PHOENIX — Phoenix Suns head coach Monty Williams was chatting with a buddy from another team and they “were both whining like old men” about both of their squads starting the season with three games in four days.

That seemed to play a real factor in the Suns starting 1-2, not looking much like themselves in losses to the Denver Nuggets and Portland Trail Blazers, the latter of which being the second game of a back-to-back.

But now the Suns are two days into a 14-day stretch at home, and it’s only five games, giving them plenty of time in between to practice.

That is a far cry from last year’s condensed 72-game schedule that presented little to no opportunities to do that.

In the eight occurrences last season when the Suns had at least two days off, it was either followed by a back-to-back or a spurt of three games in four days.

After Saturday’s loss to Portland, Phoenix gets three days before hosting the Sacramento Kings on Wednesday, followed by two more days between a Saturday matchup with the Cleveland Cavaliers. Even in the three other games on the homestand, there are still days off between each game.

The Suns will go three weeks without a back-to-back.

With the opportunity, the Suns practiced for two hours on Monday, a rarity for them.

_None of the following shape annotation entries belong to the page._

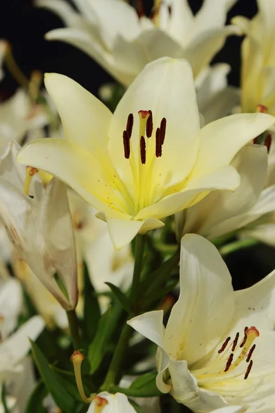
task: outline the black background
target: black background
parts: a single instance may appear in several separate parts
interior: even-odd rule
[[[111,78],[76,47],[59,41],[45,40],[45,33],[63,25],[55,14],[35,8],[32,3],[32,0],[0,0],[0,38],[10,42],[20,67],[28,76],[34,69],[66,74],[96,94],[100,85]],[[148,9],[151,1],[144,0],[144,3]],[[196,12],[202,0],[189,0],[189,3]],[[242,14],[250,18],[256,12],[256,0],[239,0],[231,9],[228,21],[233,16]],[[241,38],[236,36],[228,39],[225,47],[214,59],[214,61],[230,64],[229,81],[235,85],[239,84],[241,42]],[[0,85],[2,97],[10,95],[16,86],[8,74]]]

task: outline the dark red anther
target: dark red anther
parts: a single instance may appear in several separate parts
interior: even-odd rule
[[[240,344],[240,347],[241,347],[241,348],[242,347],[243,347],[243,346],[244,346],[244,345],[245,344],[245,343],[246,343],[246,339],[247,339],[247,338],[248,338],[248,336],[247,336],[247,335],[246,335],[246,330],[248,330],[248,327],[245,327],[245,337],[243,337],[243,341],[242,341],[242,342],[241,342],[241,344]]]
[[[245,372],[245,380],[246,380],[247,378],[248,377],[248,374],[250,374],[250,370],[252,368],[252,366],[253,366],[253,360],[250,360],[250,363],[248,365],[248,370]]]
[[[233,353],[231,353],[231,354],[228,357],[228,360],[227,361],[226,368],[224,369],[224,372],[228,372],[229,370],[232,362],[233,361],[233,357],[234,354]]]
[[[233,341],[233,345],[232,345],[232,351],[234,351],[236,345],[238,344],[238,340],[239,340],[239,332],[236,333],[235,338],[234,339],[234,341]]]
[[[149,116],[146,121],[146,136],[151,138],[153,132],[153,115],[151,110],[148,111]]]
[[[144,165],[146,162],[146,143],[144,136],[140,138],[140,159],[142,164]]]
[[[268,135],[265,138],[265,145],[266,146],[266,147],[267,149],[267,153],[270,153],[271,142],[272,142],[271,134],[268,134]]]
[[[124,158],[130,158],[130,138],[126,131],[123,131],[123,146],[124,147]]]
[[[248,357],[246,357],[247,363],[248,363],[248,361],[250,360],[250,359],[252,356],[253,352],[255,350],[255,347],[256,347],[256,344],[253,344],[252,347],[250,348],[250,352],[248,354]]]
[[[166,119],[162,118],[162,122],[160,123],[160,136],[162,138],[162,145],[164,144],[165,132],[166,131]]]
[[[223,351],[224,351],[226,348],[226,346],[228,344],[229,341],[231,340],[231,337],[228,337],[226,339],[226,340],[225,341],[225,342],[223,343],[223,344],[222,345],[222,346],[221,347],[221,348],[219,349],[219,350],[218,351],[218,353],[220,354],[221,352],[223,352]]]
[[[127,119],[127,125],[126,127],[126,131],[128,134],[129,138],[131,138],[132,136],[133,131],[133,114],[130,114],[128,116]]]
[[[160,129],[158,127],[155,131],[155,156],[160,158],[162,154],[162,137]]]

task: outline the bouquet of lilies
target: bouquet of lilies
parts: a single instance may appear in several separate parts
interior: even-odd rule
[[[275,412],[275,272],[224,261],[275,247],[275,1],[146,3],[36,0],[101,100],[0,42],[0,413]]]

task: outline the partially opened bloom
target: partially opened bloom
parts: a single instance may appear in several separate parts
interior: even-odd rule
[[[166,328],[162,311],[129,324],[158,346],[162,392],[196,412],[230,405],[264,413],[275,403],[274,315],[274,271],[234,291],[216,248],[190,234],[182,240],[180,295]]]
[[[0,215],[20,257],[69,310],[77,303],[77,264],[66,186],[54,179],[44,192],[36,175],[26,187],[36,171],[16,162],[19,149],[12,142],[0,162]]]
[[[87,413],[136,413],[125,394],[102,392],[91,402]]]
[[[113,115],[64,76],[49,74],[45,84],[65,139],[30,143],[17,160],[53,174],[91,204],[117,248],[212,189],[234,190],[239,177],[228,166],[232,158],[274,121],[265,114],[237,114],[200,130],[184,60],[148,65]]]
[[[275,211],[275,185],[265,187],[266,147],[247,145],[236,155],[232,165],[240,174],[239,187],[233,193],[212,192],[184,213],[177,214],[179,238],[184,233],[196,233],[213,240],[243,230],[248,225],[252,229],[257,225],[259,218],[272,222],[270,213]]]
[[[241,52],[241,109],[253,112],[263,105],[275,114],[275,3],[257,3],[258,12],[252,20],[241,16],[232,20],[246,34]]]
[[[80,13],[63,0],[36,0],[37,6],[56,13],[67,26],[50,32],[46,38],[79,47],[125,86],[147,63],[166,56],[188,60],[197,77],[226,36],[239,31],[224,25],[235,0],[204,0],[195,16],[187,0],[155,0],[151,19],[124,0],[74,2]]]

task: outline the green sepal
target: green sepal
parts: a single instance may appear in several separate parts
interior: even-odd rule
[[[44,383],[40,379],[29,397],[25,413],[47,413],[47,410],[43,403],[47,394]]]
[[[130,303],[128,300],[128,298],[125,295],[125,294],[120,290],[119,287],[115,286],[111,282],[105,282],[109,287],[110,287],[111,292],[116,298],[120,301],[123,308],[129,314],[131,314],[132,310],[131,308]]]
[[[38,346],[32,340],[30,340],[30,343],[34,362],[47,391],[64,413],[75,413],[76,410],[76,400],[63,387],[63,383],[61,383],[59,377],[50,367],[47,359]]]

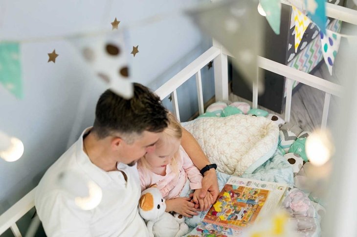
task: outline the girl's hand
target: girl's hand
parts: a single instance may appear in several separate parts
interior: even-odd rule
[[[195,208],[195,203],[190,201],[189,198],[178,198],[175,199],[166,200],[167,212],[174,211],[177,213],[188,217],[192,217],[192,216],[198,215],[197,212],[199,211]]]
[[[200,209],[202,211],[207,210],[213,203],[213,197],[209,192],[207,192],[204,198],[201,198],[200,197],[201,191],[201,189],[196,189],[192,197],[193,202],[200,205]]]

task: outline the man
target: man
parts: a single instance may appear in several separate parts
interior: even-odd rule
[[[134,83],[134,96],[128,100],[105,92],[97,104],[93,127],[83,132],[39,184],[35,203],[47,235],[147,236],[137,210],[140,188],[135,165],[155,149],[167,122],[159,98],[142,85]],[[189,155],[194,155],[194,163],[199,169],[209,164],[192,135],[187,131],[184,134],[183,145]],[[81,209],[71,189],[60,185],[59,178],[68,171],[100,187],[102,198],[98,206]],[[214,197],[218,195],[214,169],[205,173],[204,180],[205,191],[201,195],[204,197],[207,190]]]

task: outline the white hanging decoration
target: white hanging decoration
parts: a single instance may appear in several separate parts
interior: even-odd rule
[[[0,132],[0,157],[8,162],[20,159],[23,154],[23,144],[21,140]]]
[[[316,130],[306,139],[306,155],[314,165],[320,166],[330,160],[335,152],[331,135],[327,130]]]
[[[76,205],[83,210],[91,210],[102,200],[103,193],[98,184],[75,171],[62,173],[58,181],[60,186],[73,197]]]
[[[122,31],[106,36],[76,38],[71,42],[93,73],[113,92],[127,99],[133,97],[134,87],[127,60],[130,54],[126,50]]]

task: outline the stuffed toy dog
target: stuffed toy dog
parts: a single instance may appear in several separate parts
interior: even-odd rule
[[[177,237],[188,233],[185,217],[165,212],[165,199],[156,187],[144,190],[139,200],[139,213],[147,222],[151,237]]]

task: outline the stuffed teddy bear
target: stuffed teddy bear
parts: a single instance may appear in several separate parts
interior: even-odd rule
[[[145,220],[151,237],[177,237],[188,233],[188,226],[181,215],[165,212],[166,205],[160,190],[151,187],[141,193],[139,213]]]

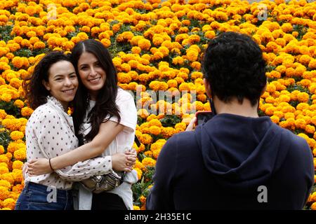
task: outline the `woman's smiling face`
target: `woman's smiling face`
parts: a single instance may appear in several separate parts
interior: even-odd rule
[[[105,84],[107,78],[105,71],[96,55],[84,52],[78,60],[78,72],[91,99],[96,100],[98,92]]]

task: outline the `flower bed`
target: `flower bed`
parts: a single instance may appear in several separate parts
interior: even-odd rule
[[[251,35],[260,44],[269,80],[261,115],[305,139],[315,157],[315,13],[316,3],[304,0],[0,0],[0,208],[13,209],[23,186],[24,133],[32,110],[22,80],[46,52],[70,51],[87,38],[110,49],[119,86],[136,94],[142,144],[134,146],[135,209],[145,209],[166,139],[185,130],[192,112],[210,108],[201,59],[208,41],[223,31]],[[157,100],[147,90],[178,97]],[[316,209],[315,202],[314,192],[306,209]]]

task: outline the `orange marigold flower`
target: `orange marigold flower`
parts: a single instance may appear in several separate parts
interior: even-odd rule
[[[14,158],[15,160],[24,161],[26,160],[26,150],[24,149],[19,149],[14,152]]]
[[[151,126],[149,128],[149,132],[152,134],[159,135],[159,134],[160,134],[162,130],[161,130],[160,127],[159,127],[157,126]]]
[[[21,109],[21,114],[23,117],[29,117],[32,115],[34,110],[28,106],[23,107]]]
[[[308,102],[310,99],[310,96],[307,92],[300,92],[298,94],[297,98],[300,102]]]
[[[23,133],[19,131],[13,131],[10,134],[10,136],[11,137],[12,140],[18,140],[22,139],[24,137]]]
[[[147,39],[143,38],[138,41],[138,47],[140,47],[142,50],[150,50],[151,46],[150,41]]]

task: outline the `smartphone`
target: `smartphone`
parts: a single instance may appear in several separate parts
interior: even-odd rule
[[[135,135],[134,141],[136,144],[137,147],[140,147],[140,141],[139,141],[138,138],[136,135]]]
[[[211,119],[214,115],[211,111],[197,111],[195,113],[197,117],[197,121],[195,122],[195,125],[199,125],[205,123],[209,120]]]

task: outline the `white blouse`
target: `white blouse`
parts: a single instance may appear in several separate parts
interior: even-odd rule
[[[134,99],[127,91],[119,88],[115,103],[119,110],[119,115],[121,117],[119,124],[124,125],[124,127],[116,136],[115,139],[110,143],[108,147],[105,149],[102,153],[102,156],[113,155],[117,153],[124,153],[127,150],[131,149],[134,142],[135,130],[137,125],[137,110],[135,106]],[[89,119],[87,118],[87,115],[95,105],[96,102],[91,100],[89,108],[86,113],[86,118],[80,128],[80,132],[83,134],[84,136],[88,134],[91,130],[91,122],[89,122]],[[112,117],[110,120],[116,122],[118,122],[117,117]],[[123,179],[124,182],[119,187],[108,191],[108,192],[117,194],[120,196],[126,208],[131,210],[133,209],[131,185],[136,183],[138,180],[137,172],[133,169],[131,172],[127,173],[124,176]],[[79,198],[81,197],[79,193]],[[81,200],[83,202],[79,202],[79,208],[83,207],[81,204],[84,204],[84,209],[91,209],[92,193],[90,192],[90,195],[84,197],[85,198]]]
[[[61,104],[52,97],[47,103],[34,110],[25,129],[27,159],[53,158],[78,147],[72,118],[67,114]],[[112,172],[112,158],[99,157],[79,162],[54,172],[29,177],[31,181],[58,189],[72,188],[72,181],[80,181],[92,176]]]

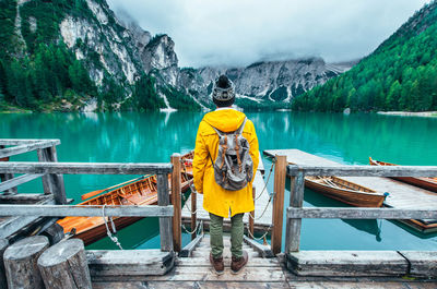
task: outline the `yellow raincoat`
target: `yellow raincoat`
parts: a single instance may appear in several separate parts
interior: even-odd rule
[[[203,117],[199,124],[196,139],[193,176],[194,186],[203,193],[203,208],[221,217],[233,217],[236,214],[253,210],[252,182],[239,191],[227,191],[220,186],[214,179],[215,161],[218,153],[218,135],[211,125],[223,132],[236,131],[246,118],[245,113],[232,108],[218,108]],[[253,123],[246,121],[243,136],[249,142],[249,154],[253,161],[253,177],[259,164],[258,139]],[[211,155],[211,158],[210,158]]]

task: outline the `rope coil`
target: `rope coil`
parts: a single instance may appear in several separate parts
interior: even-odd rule
[[[118,248],[119,248],[120,250],[123,250],[122,246],[121,246],[121,244],[120,244],[120,242],[118,241],[118,238],[117,238],[116,236],[113,236],[113,233],[111,233],[110,230],[109,230],[109,226],[108,226],[108,222],[107,222],[106,216],[105,216],[105,207],[106,207],[106,204],[102,206],[102,218],[103,218],[103,220],[104,220],[104,222],[105,222],[106,234],[109,237],[109,239],[110,239],[116,245],[118,245]],[[113,227],[113,232],[114,232],[114,233],[117,233],[116,225],[114,224],[113,217],[107,217],[107,218],[110,220],[110,227]]]

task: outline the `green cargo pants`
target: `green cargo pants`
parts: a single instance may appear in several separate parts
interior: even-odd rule
[[[237,214],[231,218],[231,253],[234,257],[243,256],[243,216]],[[211,252],[213,257],[223,255],[223,217],[210,213]]]

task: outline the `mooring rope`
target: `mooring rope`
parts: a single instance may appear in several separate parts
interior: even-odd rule
[[[105,221],[106,234],[109,237],[109,239],[110,239],[116,245],[118,245],[118,248],[119,248],[120,250],[123,250],[122,246],[121,246],[121,244],[120,244],[120,242],[118,241],[118,238],[117,238],[116,236],[113,236],[113,233],[111,233],[110,230],[109,230],[109,226],[108,226],[108,222],[107,222],[106,216],[105,216],[105,207],[106,207],[106,204],[102,206],[102,218],[103,218],[103,220]],[[109,220],[110,220],[110,226],[113,227],[113,232],[114,232],[114,233],[117,233],[116,225],[114,224],[113,217],[108,217],[108,218],[109,218]]]
[[[264,188],[262,189],[261,193],[255,198],[255,201],[257,201],[258,198],[260,198],[261,195],[264,193],[265,188],[267,188],[267,185],[269,184],[270,176],[272,174],[272,170],[273,170],[274,164],[275,164],[275,161],[274,161],[274,159],[273,159],[272,166],[270,167],[269,176],[267,177],[267,182],[265,182],[265,184],[264,184]]]
[[[203,227],[203,220],[198,221],[198,224],[196,225],[194,230],[192,230],[192,231],[189,231],[189,230],[187,229],[187,227],[185,227],[184,222],[181,222],[180,225],[181,225],[182,229],[184,229],[187,233],[192,234],[192,233],[194,233],[194,232],[198,232],[198,230],[199,230],[199,228],[200,228],[200,224],[202,224],[202,227]]]
[[[268,234],[269,231],[272,229],[272,227],[273,227],[273,225],[270,225],[269,228],[265,230],[265,232],[264,232],[261,237],[257,238],[257,237],[255,237],[255,236],[250,232],[250,230],[249,230],[249,224],[247,224],[247,233],[248,233],[252,239],[255,239],[255,240],[262,240],[262,239],[264,239],[264,238],[267,237],[267,234]]]
[[[262,216],[264,216],[264,214],[265,214],[265,212],[267,212],[267,208],[269,207],[270,203],[272,202],[273,196],[274,196],[274,193],[270,195],[269,202],[267,202],[265,207],[264,207],[264,210],[262,210],[261,216],[255,218],[255,217],[252,217],[252,215],[249,214],[249,218],[251,218],[252,220],[259,220],[259,219],[261,219]]]

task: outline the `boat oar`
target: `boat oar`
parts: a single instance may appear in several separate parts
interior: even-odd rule
[[[146,178],[146,177],[149,177],[149,176],[143,176],[143,177],[140,177],[140,178],[137,178],[137,179],[133,179],[133,180],[129,180],[129,181],[126,181],[126,182],[122,182],[122,183],[118,183],[118,184],[116,184],[116,185],[113,185],[113,186],[109,186],[109,188],[106,188],[106,189],[103,189],[103,190],[97,190],[97,191],[93,191],[93,192],[83,194],[83,195],[82,195],[82,201],[84,201],[84,200],[86,200],[86,198],[90,198],[90,197],[93,197],[93,196],[95,196],[95,195],[98,195],[98,194],[101,194],[101,193],[103,193],[103,192],[106,192],[106,191],[108,191],[108,190],[110,190],[110,189],[118,188],[118,186],[120,186],[120,185],[127,184],[127,183],[129,183],[129,182],[138,181],[138,180],[144,179],[144,178]]]

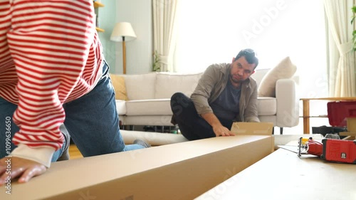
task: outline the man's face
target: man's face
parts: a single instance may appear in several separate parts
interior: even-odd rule
[[[236,61],[234,60],[235,58],[233,58],[230,71],[230,80],[233,83],[237,84],[246,80],[255,73],[253,69],[256,64],[248,63],[245,56],[239,58]]]

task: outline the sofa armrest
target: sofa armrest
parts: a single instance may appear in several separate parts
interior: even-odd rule
[[[293,79],[280,79],[276,83],[276,126],[291,127],[299,122],[299,94]]]

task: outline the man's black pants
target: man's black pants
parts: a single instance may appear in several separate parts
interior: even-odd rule
[[[197,112],[192,100],[182,93],[174,93],[171,98],[171,109],[173,117],[182,135],[189,140],[215,137],[212,127]],[[229,130],[232,120],[218,117],[221,125]]]

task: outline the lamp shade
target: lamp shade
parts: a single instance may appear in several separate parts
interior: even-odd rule
[[[132,29],[131,23],[128,22],[116,23],[111,33],[110,40],[115,42],[122,41],[122,36],[125,41],[132,41],[136,38],[136,34]]]

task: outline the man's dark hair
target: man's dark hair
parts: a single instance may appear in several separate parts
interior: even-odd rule
[[[256,53],[253,49],[246,48],[240,51],[236,57],[235,57],[234,61],[240,58],[240,57],[241,56],[244,56],[245,59],[247,60],[247,63],[248,63],[249,64],[256,64],[255,68],[258,65],[258,58],[257,58]]]

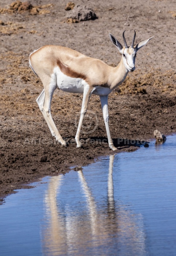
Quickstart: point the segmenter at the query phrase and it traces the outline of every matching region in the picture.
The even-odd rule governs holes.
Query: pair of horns
[[[124,33],[125,32],[125,31],[123,32],[123,41],[124,42],[124,44],[125,44],[125,48],[127,48],[128,46],[127,45],[127,44],[126,43],[126,40],[125,39],[125,36],[124,36]],[[135,30],[134,30],[134,35],[133,37],[133,38],[132,40],[132,43],[131,43],[131,48],[133,48],[134,47],[134,40],[135,40],[135,37],[136,37],[136,32],[135,31]]]

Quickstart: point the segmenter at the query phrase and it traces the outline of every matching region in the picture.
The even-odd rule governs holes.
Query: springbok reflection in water
[[[142,216],[114,200],[114,155],[110,157],[107,200],[100,203],[97,199],[96,202],[93,190],[81,171],[75,173],[81,189],[79,186],[73,187],[72,206],[67,200],[69,194],[62,193],[64,177],[51,178],[45,197],[47,222],[42,232],[43,255],[146,255]],[[105,179],[101,176],[96,182],[100,183]],[[102,183],[101,190],[106,189],[104,182]]]

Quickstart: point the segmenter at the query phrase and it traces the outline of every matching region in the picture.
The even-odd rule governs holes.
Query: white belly
[[[85,82],[80,78],[70,77],[65,75],[58,67],[55,68],[54,72],[57,77],[57,85],[64,92],[73,93],[83,93]]]
[[[57,85],[60,90],[73,93],[83,93],[84,86],[87,85],[84,80],[68,76],[63,73],[58,67],[54,68],[54,73],[56,75]],[[103,96],[109,94],[111,92],[109,88],[96,86],[92,94]]]

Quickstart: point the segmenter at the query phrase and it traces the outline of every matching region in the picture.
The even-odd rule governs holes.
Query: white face
[[[130,72],[133,72],[135,69],[135,60],[136,51],[135,49],[130,46],[122,50],[123,63],[125,66]]]
[[[123,33],[123,36],[124,36],[124,32]],[[113,44],[116,45],[120,53],[122,54],[125,66],[130,72],[133,72],[135,69],[135,59],[137,52],[141,47],[145,45],[153,37],[152,37],[147,40],[141,42],[136,45],[134,46],[135,36],[135,35],[133,40],[133,44],[131,44],[132,47],[131,46],[129,47],[127,46],[124,37],[124,43],[125,43],[125,44],[126,45],[126,47],[123,47],[121,44],[112,34],[109,33],[109,35]]]

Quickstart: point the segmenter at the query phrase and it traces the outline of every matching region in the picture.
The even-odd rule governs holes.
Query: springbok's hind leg
[[[87,110],[90,98],[94,90],[94,89],[92,89],[90,88],[88,85],[86,85],[84,86],[83,102],[81,110],[81,114],[80,115],[80,118],[79,123],[78,124],[77,131],[75,138],[75,141],[77,145],[76,146],[77,147],[80,147],[81,146],[81,143],[80,141],[81,127],[82,126],[82,124],[83,123],[84,117]]]
[[[45,88],[36,101],[53,136],[55,137],[62,145],[66,146],[66,142],[63,139],[57,129],[51,114],[51,103],[54,92],[56,88],[56,85],[54,83],[50,83],[49,86],[48,84],[47,86],[44,86]]]

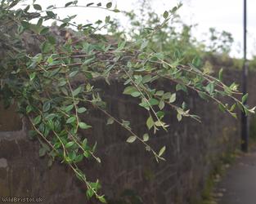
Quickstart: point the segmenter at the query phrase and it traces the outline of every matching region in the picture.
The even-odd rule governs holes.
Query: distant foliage
[[[200,121],[200,117],[191,113],[185,102],[177,102],[182,100],[177,100],[178,91],[195,91],[199,97],[215,101],[222,111],[235,118],[236,106],[246,113],[254,113],[254,108],[243,104],[248,95],[240,95],[236,83],[227,86],[222,82],[222,69],[216,78],[201,68],[197,57],[182,65],[186,52],[167,51],[168,47],[164,47],[172,43],[176,43],[176,47],[190,44],[186,42],[189,27],[183,27],[181,38],[175,39],[168,33],[168,23],[174,20],[181,5],[165,11],[163,16],[146,17],[146,20],[152,20],[149,27],[140,27],[138,33],[130,33],[134,38],[128,38],[128,34],[114,32],[115,24],[110,16],[104,22],[77,24],[76,16],[61,19],[55,12],[68,7],[119,12],[111,2],[80,5],[78,1],[72,1],[61,7],[51,5],[44,9],[34,0],[25,9],[19,9],[17,5],[21,2],[24,1],[2,0],[0,3],[1,100],[7,107],[17,104],[19,113],[31,123],[29,136],[38,140],[41,144],[39,156],[47,155],[49,166],[55,160],[69,166],[84,183],[88,198],[95,197],[106,202],[99,192],[99,181],[88,180],[78,166],[86,159],[101,162],[97,144],[88,144],[86,135],[79,133],[79,130],[93,128],[81,119],[81,114],[86,116],[89,110],[100,110],[108,118],[106,125],[116,123],[124,128],[128,132],[127,142],[141,143],[157,162],[164,160],[168,148],[154,149],[148,144],[150,131],[137,135],[129,121],[113,117],[102,100],[101,91],[93,85],[93,79],[103,78],[108,84],[113,75],[121,79],[125,85],[124,94],[139,99],[138,105],[147,112],[145,126],[154,134],[160,129],[168,131],[169,124],[164,122],[164,117],[170,111],[177,114],[178,121],[183,118]],[[136,16],[132,17],[132,26],[136,28]],[[73,28],[74,38],[68,36],[60,42],[50,28],[43,25],[49,20],[60,23],[60,31],[70,31],[68,28]],[[112,28],[109,35],[99,34],[106,28]],[[119,38],[111,40],[111,35]],[[39,45],[38,51],[29,51],[33,43]],[[81,83],[74,83],[77,78],[82,78]],[[157,90],[154,82],[159,79],[174,83],[175,91]],[[225,104],[225,98],[233,102]]]

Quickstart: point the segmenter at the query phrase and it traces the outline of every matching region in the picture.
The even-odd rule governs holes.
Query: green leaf
[[[131,94],[131,95],[132,95],[132,97],[138,97],[138,96],[141,95],[141,92],[139,92],[139,91],[135,91],[135,92],[132,92],[132,93]]]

The homestand will be about tightening up what they still need to work on, with all of that being aspects of the game they were great at last year.

“I think so, but also a chance to really get sharp at what we do,” Williams said Monday when asked if they can use this time to improve with new stuff. “Typically you might add a few things and I don’t think that’s where we are right now. I want to get really good with what we have as opposed to adding a wrinkle here or a wrinkle there and I think we have to get into Suns basketball shape.”

Communication was the main takeaway on what was lacking defensively in the losses, specifically on some switches and ball screens against Portland.

“Just connectivity,” forward Jae Crowder said of the issues. “I just felt like we wasn’t connected. As a unit, as a team in the spur of the game. I felt like our defense was loose, those guys felt comfortable and made 20-plus 3s that night because they didn’t feel us from the start of the game and that just can’t happen.”

Williams said that comes with, as he said, getting into Suns basketball shape.

“I think that with conditioning, thank you NBA for three (games in four (days) right out the gate … I’ve always felt like the teams who are in great shape have the wind to communicate. When your legs are gone and you’re a little tired or your first back-to-back, that’s a bit different.

“I think as we go forward we will be a lot better in all of our communications, our sprint-and-turn.”